That Lady Gaga titled her latest album ARTPOP and described it as a “reverse Warholian expedition” is proof that the legacy of the Pop Art movement is alive and kicking. Pop Art’s eye-candy aesthetic permeated the visual landscape of our mid-century culture–partly because it recycled already ubiquitous lowbrow designs, like the Campbell’s soup can. A new exhibition at London’s Barbican Gallery, Pop Art Design, now celebrates the way design influenced Pop Art and vice versa. It brings together 200 works by over 70 artists and designers, including Andy Warhol, Roy Lichtenstein, Claes Oldenburg, Peter Blake, Judy Chicago, and Richard Hamilton.
“Pop emerged in the 1950s yet, amazingly, this is the first major show to throw light on the relationship between Pop Art and design,” curator Jane Alison said in a statement about the exhibition.

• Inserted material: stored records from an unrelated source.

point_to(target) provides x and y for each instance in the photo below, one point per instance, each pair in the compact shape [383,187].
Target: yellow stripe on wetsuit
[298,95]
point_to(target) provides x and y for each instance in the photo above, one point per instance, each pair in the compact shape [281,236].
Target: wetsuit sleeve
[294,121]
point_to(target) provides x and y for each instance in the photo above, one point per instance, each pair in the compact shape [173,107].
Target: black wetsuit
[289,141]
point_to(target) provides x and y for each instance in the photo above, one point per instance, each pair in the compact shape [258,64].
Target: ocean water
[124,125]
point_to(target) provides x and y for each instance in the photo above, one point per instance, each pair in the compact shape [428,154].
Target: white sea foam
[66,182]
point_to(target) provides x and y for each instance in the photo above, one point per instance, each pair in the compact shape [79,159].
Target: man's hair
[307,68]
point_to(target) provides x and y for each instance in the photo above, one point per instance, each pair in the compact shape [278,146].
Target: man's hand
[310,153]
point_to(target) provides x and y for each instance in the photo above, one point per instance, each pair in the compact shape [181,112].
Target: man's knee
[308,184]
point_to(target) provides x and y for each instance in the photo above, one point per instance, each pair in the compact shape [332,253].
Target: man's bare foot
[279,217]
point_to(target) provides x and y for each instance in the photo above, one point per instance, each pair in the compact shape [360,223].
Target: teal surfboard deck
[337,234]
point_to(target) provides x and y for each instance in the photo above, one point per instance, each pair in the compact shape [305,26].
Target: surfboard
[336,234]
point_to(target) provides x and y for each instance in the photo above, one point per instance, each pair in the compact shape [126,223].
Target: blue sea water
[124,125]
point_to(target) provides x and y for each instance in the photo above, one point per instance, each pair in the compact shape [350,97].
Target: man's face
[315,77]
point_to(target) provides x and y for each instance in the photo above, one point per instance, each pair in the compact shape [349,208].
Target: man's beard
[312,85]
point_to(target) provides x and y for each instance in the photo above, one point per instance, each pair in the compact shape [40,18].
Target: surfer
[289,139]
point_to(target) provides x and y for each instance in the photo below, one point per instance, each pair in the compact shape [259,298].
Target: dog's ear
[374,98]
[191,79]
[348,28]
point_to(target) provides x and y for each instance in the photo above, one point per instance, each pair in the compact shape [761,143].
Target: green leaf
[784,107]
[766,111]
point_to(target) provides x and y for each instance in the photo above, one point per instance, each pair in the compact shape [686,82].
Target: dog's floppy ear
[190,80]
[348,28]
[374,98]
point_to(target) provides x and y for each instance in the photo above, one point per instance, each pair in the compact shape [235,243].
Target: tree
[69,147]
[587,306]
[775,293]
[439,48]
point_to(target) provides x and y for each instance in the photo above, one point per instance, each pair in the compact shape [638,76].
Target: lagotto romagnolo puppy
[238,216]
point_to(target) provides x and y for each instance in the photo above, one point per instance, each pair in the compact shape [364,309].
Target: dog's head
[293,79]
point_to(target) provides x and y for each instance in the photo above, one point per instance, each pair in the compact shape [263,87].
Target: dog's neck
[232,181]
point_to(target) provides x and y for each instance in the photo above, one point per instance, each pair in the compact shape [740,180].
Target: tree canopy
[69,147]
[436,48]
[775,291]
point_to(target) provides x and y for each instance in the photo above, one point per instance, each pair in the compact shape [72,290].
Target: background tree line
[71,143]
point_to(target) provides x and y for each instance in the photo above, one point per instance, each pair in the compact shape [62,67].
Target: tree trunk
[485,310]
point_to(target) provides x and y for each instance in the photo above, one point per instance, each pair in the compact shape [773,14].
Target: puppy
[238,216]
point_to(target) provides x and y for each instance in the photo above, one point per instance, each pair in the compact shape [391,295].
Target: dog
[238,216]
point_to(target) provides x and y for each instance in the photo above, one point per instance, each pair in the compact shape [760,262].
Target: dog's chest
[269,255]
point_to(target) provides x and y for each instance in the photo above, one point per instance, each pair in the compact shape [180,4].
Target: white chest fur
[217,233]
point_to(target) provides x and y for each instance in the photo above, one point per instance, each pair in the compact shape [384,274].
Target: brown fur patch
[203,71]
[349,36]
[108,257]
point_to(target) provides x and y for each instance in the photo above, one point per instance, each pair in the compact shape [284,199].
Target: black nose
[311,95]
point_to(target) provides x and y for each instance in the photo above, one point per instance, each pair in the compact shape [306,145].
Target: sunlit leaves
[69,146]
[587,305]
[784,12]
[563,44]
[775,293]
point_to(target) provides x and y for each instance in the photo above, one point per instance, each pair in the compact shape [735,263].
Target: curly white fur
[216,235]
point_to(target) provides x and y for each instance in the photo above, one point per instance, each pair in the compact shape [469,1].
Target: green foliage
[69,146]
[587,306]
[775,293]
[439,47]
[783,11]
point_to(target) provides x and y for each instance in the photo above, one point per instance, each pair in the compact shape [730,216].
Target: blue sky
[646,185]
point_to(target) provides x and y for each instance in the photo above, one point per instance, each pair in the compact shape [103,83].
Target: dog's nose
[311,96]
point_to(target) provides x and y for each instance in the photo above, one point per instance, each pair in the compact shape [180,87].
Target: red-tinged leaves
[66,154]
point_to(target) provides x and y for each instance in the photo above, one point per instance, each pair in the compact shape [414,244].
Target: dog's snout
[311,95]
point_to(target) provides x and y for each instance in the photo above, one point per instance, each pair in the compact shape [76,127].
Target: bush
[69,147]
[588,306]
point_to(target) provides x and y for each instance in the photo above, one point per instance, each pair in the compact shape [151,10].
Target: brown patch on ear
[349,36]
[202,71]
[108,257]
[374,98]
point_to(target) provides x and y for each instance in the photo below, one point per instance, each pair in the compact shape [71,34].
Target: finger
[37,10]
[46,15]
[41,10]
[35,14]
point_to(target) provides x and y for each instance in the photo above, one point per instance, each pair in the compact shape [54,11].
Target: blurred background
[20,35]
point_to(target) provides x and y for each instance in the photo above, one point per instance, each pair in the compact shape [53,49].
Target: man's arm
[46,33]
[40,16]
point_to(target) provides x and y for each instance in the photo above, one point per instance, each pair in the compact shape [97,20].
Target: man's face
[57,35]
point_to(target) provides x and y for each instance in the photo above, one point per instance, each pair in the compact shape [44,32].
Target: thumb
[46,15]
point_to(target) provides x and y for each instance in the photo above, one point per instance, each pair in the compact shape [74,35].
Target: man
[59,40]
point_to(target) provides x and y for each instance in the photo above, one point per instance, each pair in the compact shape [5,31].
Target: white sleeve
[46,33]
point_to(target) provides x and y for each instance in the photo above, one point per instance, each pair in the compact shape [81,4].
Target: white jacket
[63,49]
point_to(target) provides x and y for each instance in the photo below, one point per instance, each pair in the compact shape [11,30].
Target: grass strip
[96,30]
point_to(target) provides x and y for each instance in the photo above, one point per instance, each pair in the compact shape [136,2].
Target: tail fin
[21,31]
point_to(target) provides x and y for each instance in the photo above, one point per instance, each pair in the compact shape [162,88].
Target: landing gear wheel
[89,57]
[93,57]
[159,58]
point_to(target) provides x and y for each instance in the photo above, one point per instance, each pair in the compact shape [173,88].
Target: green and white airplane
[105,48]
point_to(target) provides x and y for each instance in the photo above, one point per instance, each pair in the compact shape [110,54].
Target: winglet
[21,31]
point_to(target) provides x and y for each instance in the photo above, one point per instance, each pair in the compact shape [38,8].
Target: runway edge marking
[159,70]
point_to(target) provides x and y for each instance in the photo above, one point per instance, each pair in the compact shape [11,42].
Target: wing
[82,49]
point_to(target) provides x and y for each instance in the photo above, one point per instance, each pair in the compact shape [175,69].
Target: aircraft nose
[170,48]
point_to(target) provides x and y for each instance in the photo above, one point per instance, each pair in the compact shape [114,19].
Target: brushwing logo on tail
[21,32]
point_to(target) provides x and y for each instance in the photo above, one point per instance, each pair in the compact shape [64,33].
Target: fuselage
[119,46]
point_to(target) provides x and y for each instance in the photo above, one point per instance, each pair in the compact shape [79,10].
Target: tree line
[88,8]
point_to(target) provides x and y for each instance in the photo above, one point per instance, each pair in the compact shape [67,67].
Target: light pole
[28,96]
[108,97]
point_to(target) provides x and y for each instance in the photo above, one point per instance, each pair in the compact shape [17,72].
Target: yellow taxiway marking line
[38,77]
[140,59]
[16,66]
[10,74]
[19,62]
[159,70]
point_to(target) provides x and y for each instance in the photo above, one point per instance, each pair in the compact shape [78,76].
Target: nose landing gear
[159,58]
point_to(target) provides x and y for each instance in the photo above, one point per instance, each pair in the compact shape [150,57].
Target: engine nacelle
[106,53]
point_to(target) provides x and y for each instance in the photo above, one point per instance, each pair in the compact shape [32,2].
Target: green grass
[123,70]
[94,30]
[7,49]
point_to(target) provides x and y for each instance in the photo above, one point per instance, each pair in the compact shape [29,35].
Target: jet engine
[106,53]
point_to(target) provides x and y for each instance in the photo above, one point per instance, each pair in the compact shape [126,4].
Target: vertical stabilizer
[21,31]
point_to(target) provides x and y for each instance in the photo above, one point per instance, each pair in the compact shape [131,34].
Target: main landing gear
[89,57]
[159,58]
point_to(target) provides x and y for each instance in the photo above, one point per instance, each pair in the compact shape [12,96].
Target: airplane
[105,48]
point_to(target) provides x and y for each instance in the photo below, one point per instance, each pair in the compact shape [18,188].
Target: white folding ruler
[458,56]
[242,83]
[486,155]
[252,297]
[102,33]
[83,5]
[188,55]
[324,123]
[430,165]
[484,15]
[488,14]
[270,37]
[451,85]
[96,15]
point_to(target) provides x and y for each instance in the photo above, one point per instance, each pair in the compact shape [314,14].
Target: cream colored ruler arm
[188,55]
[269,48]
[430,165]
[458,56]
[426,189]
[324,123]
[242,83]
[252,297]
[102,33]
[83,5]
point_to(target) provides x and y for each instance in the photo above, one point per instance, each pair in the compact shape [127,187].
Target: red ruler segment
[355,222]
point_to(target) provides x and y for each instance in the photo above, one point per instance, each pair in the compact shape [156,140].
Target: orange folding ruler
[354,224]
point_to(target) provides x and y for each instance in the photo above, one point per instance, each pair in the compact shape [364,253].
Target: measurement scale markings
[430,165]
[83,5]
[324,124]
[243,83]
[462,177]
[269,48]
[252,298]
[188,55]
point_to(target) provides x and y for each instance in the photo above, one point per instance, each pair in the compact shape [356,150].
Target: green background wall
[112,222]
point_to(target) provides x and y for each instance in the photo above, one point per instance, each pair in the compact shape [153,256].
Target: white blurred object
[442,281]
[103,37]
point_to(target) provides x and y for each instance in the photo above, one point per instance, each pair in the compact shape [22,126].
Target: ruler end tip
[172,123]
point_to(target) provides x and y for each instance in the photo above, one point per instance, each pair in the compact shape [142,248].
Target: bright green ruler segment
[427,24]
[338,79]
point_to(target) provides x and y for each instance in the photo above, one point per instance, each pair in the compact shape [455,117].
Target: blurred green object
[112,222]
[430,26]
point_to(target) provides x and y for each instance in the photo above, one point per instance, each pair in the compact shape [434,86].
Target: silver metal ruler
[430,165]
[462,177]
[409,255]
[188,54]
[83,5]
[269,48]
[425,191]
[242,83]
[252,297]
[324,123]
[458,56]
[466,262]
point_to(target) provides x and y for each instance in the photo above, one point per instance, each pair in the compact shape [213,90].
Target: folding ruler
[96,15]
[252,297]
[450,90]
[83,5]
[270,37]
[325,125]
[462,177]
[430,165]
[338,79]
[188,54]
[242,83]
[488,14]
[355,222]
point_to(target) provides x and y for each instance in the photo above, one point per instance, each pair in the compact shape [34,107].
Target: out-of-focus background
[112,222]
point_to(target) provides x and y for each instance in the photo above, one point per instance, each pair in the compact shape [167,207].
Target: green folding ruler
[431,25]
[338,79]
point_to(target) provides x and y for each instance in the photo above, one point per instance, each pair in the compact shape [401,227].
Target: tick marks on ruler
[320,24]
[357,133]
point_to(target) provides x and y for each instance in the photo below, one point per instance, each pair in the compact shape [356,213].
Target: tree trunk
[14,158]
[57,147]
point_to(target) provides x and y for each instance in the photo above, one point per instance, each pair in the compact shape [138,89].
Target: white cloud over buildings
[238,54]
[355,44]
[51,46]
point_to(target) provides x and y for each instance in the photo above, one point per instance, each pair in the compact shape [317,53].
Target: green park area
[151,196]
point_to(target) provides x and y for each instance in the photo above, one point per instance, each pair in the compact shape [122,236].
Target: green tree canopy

Pop artists and designers shook up the capital-E art Establishment and had a lot of fun doing it. This is no austere, self-serious gallery show–it looks like a party in there. Highlights include Lichtenstein’s pixelated comic book heroines, a bronze sculpture of a massive thumb, and a spoof of the ESSO logo advertising LSD. Once upon a time, these pieces would’ve been considered consumer culture schlock, not gallery material, but the rules changed in the ’60s. Designers played with boundaries between the crass and the holy, the aesthetic and the practical, as seen in the undulating American flag that is the 1969 Leonardo sofa, and the futuristic neon swimming pool designed by Verner Panton, perfect for hosting an aquatic rave. This is design at its most bold and playful–invention not just for the sake of practicality and problem-solving, but as an act of whimsy.